How can mindfulness and mindfulness meditation help you? Anger is a strong and challenging emotion that will slam your attention, which makes sense for your primal brain because when you feel threatened, you will automatically re-lock your attention...


How can mindfulness and mindfulness meditation help you?

Anger is a strong and challenging emotion that will slam your attention, which makes sense for your primal brain because when you feel threatened, you will automatically re-lock your attention to feeling safe. However, doing so will prevent your rational brain from understanding anger, so it cannot respond to anger in a constructive way.

In order to practice beneficial anger, you must know when your attention begins to "narrow", which will happen before anger destroys your sanity. Mindfulness and mindfulness meditation can help you discover this.

Over the past two thousand years, Eastern religions have long included the concepts of mindfulness and mindfulness meditation in religion. In the past few decades, Western students who specialize in mental health have also begun to study the effects of these practices on the physical and mental state of humans. As a result, they have found that mindfulness and mindfulness meditation can effectively cure anxiety, depression, chronic pain and various contributive problems, and improve the quality of life.

When learning beneficial anger, mindfulness practice can help you achieve the following goals more easily:

●After an incident that occurs, observe and experience your thoughts, feelings and perceptions.

●Consider your thoughts, feelings and perceptions as products of the mind and understand that they cannot represent you or the situation you are in.

●Discover what needs and desires reflect the things you value most in life.

●Know what are the feelings, thoughts and physical perceptions that make you angry.

●When you are angry, you can determine when it is a good time to control your anger and increase your anger as soon as possible.

●Discover which ones are unrealistic expectations. Unreal expectations will help unnecessary pain and anger.

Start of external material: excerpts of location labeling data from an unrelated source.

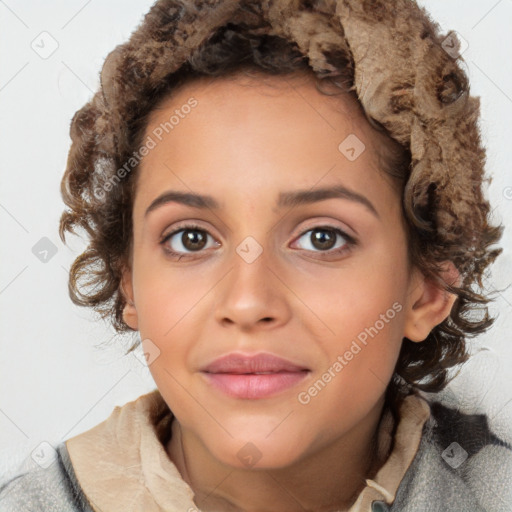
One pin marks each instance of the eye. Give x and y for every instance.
(186, 240)
(324, 239)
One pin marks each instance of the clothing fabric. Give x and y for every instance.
(434, 459)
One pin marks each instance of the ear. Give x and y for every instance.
(129, 312)
(428, 304)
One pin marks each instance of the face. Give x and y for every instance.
(263, 228)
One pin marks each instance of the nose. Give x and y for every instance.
(252, 296)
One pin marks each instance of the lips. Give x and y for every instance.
(253, 377)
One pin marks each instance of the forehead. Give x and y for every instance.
(279, 127)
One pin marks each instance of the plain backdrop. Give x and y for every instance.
(62, 370)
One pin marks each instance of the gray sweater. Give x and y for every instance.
(460, 466)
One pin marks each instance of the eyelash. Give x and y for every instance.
(351, 242)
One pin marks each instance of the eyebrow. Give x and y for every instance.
(286, 199)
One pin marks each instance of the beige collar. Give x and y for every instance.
(122, 464)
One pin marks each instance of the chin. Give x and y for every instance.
(258, 451)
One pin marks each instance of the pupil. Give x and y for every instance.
(323, 239)
(193, 239)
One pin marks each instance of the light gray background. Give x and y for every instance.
(58, 375)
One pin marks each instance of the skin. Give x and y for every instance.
(244, 143)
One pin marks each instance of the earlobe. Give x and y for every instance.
(129, 312)
(429, 304)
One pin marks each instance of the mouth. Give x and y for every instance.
(253, 377)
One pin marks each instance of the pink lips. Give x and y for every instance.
(253, 377)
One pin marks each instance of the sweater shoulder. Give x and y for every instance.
(461, 464)
(50, 488)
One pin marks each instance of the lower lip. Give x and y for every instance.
(253, 386)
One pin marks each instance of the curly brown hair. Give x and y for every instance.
(389, 55)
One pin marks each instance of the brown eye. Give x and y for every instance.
(186, 240)
(323, 238)
(193, 240)
(326, 239)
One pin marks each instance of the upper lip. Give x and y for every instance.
(256, 363)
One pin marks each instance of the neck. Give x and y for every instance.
(328, 479)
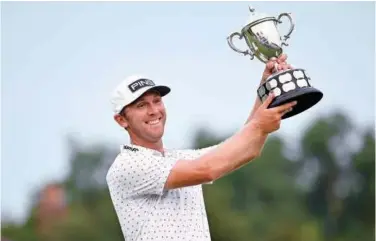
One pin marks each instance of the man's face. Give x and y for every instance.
(145, 118)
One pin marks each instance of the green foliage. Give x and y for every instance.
(326, 191)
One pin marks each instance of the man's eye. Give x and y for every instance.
(140, 105)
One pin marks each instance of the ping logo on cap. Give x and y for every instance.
(139, 84)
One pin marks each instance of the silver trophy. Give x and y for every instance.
(264, 42)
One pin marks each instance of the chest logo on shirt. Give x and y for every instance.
(130, 148)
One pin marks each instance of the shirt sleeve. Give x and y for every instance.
(137, 174)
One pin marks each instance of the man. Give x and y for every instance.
(157, 192)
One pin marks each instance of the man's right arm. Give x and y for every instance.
(233, 153)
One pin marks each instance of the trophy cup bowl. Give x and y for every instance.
(264, 42)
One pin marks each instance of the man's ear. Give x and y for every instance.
(121, 120)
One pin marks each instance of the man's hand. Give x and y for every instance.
(275, 64)
(269, 120)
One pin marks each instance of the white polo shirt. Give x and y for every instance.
(145, 210)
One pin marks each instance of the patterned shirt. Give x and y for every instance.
(145, 210)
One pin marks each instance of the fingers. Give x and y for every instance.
(285, 107)
(282, 58)
(268, 101)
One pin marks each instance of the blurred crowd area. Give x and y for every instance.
(321, 188)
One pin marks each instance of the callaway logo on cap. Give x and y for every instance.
(131, 89)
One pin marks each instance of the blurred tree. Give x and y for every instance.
(323, 192)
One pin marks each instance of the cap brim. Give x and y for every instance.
(163, 90)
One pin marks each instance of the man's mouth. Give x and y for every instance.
(154, 122)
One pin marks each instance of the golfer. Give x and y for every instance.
(156, 191)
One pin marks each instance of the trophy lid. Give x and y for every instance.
(255, 16)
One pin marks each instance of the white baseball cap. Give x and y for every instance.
(131, 89)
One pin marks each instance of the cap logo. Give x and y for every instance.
(139, 84)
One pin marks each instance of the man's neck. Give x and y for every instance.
(158, 146)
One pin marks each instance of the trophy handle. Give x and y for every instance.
(292, 26)
(231, 44)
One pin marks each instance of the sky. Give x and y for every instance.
(61, 60)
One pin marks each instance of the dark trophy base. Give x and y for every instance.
(288, 86)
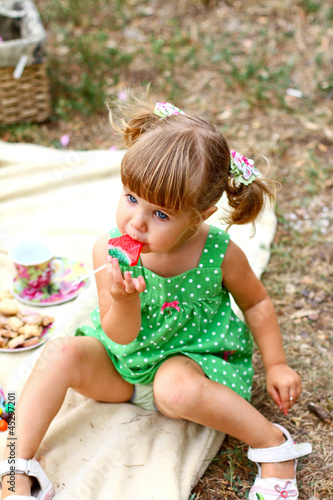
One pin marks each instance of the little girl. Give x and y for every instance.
(165, 336)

●Reduce the speed of the incident reaction and reduce the intensity of the incident reaction.

Mentality

Mentality can help you expand your curiosity, observe your thoughts, feelings, and physical knowledge, and pay attention to what is happening around you. To cultivate mindful thinking, one must first be self-compassionate, not self-criticism, be kind to oneself, and observe one's human nature. Mindfulness Master Jo. Jon Kabat-Zinn defines mindfulness as “no time, no time, concentration, no critical awareness, as much as possible, as possible, not out of reflexes or critical actions.”

Please think about it: What do you feel in your heart at this moment? What sound do you hear? Is it the voice of a person? Or the sound of a TV or radio? Is there any sound of birds? Is there a siren sound when the rescue car runs on horseback? What does it smell? Is the air around you dry or tiddy? Is the air static or fluid? Please observe your surroundings and pay attention to the various details you have seen. Can you tell the colors, textures and forms of these things? By answering these questions, you will connect with your own perception of the environment.

Now, please turn your attention to how your body feels the floor, chair or sofa. Do you feel comfortable or tight? Is your stomach constantly circulating? Do you feel other feelings about your body?

Redirect your attention to your thoughts. Are you thinking about what to eat after reading this chapter? Do you feel the thoughts or feelings mentioned in Chapter 2 that are related to the exam? For example, if you have to change the way you deal with anger, will you feel frustrated and angry? During the process of feeling, don’t be too addicted to your own thoughts.

Finally, observe your feelings. Do you feel anxious? Is it calm? Are you angry?

Mindfulness can help you develop beneficial anger, but it gives you perception of inner perception rather than analysis, just as you see brightly colored blue days, smell fragrant and delicious coffee, or hear the sound of morning bells.

Psychiatrician Dannyer. Daniel Siegel believes that we have a sixth sense to see our inner feelings, and a seventh sense to see our thoughts, feelings, memories, hopes and dreams. Mindfulness can help us keep our attention fixed at this moment, not the past or the future.

.書名:憤怒療癒力
.作者:伯納‧高登
.譯者:李斯毅
.出版社:麥田出版
.出版日期:2018/05/05 Mindfulness can help you understand that both anger and anger are negligible short-term processes. Mindfulness can help you feel anger and the emotions that come with you, but you don’t have to be affected by it. The key is to maintain a complete perception, even if it is an unpleasant or uncomfortable feeling.

"This is exactly what I think in my heart" or "This is exactly how I feel at the moment". If you can tell yourself this way, it means you have the ability to observe your perception and control everything. This perceptual ability can help you think about various ways to respond to anger without overreaction.

Although mindfulness cannot completely remove the uncomfortable feelings you make, it can help you coexist with those feelings and keep you from being affected. Through the content discussed in this book, you can understand through mindfulness: if you grasp unrealistic expectations, it will only enhance the anger. For example, mindfulness can help you see clearly: "Others should do what I think" is just your personal thoughts. You can choose to understand the truth of the matter, or you can choose to continue to believe in your own thoughts.